The list of Donald Trump horribles goes on and on. Yet perhaps the most outrageous fact of all is that something like 40% of the American electorate plans to vote to reelect him. Ignorant, fearful, bigoted voters elected him once. Ignorant, fearful, bigoted voters may elect him a second time. Most of the polling gives Joe Biden a slight edge over Trump both nationally and in several swing states. The polls could well be wrong. They told us Trump would lose to Clinton in 2016. They could be tragically wrong again. That so many Americans still support Trump is evidence of just how low our political culture has sunk in the eight decades of my life. I don’t know why we have sunk so low. I just know that we have.

I do not want to live in Donald Trump’s America. Yes, I am an American. I was born in this country, and except for four separate academic years in my youth and young adulthood I have lived my whole life in this country. I have been shaped in both good and bad ways by the dominant white American culture in which I grew up.
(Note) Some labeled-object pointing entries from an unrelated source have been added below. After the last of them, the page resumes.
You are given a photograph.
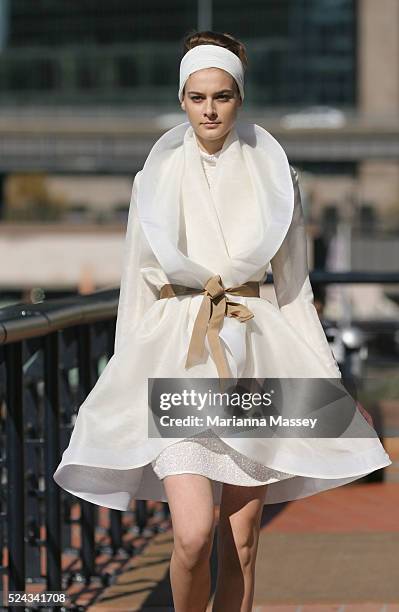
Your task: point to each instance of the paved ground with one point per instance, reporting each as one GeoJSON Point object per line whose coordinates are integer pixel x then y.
{"type": "Point", "coordinates": [337, 550]}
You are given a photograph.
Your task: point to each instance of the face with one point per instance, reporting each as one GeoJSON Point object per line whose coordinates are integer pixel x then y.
{"type": "Point", "coordinates": [211, 95]}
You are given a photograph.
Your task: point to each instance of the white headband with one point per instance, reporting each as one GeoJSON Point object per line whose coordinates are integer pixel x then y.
{"type": "Point", "coordinates": [211, 56]}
I have been appalled by other presidents before Donald Trump. Ronald Reagan and George W. Bush were disasters for our nation. We haven’t recovered from Reagan yet. None of those other presidents however has made me want to leave the country as much as I do today. I don’t want to be associated with a country led by an international laughing stock. The unfortunate truth is that the only countries whose immigration requirements I could meet are places I can’t imagine living for linguistic and cultural reasons. So here I am, and here I’ll stay. I have no sense that I can do anything to help turn this country around. I have little hope that this country will turn itself around. I don’t want to be here, but I have no real choice. So good Lord help me. Good Lord help my country.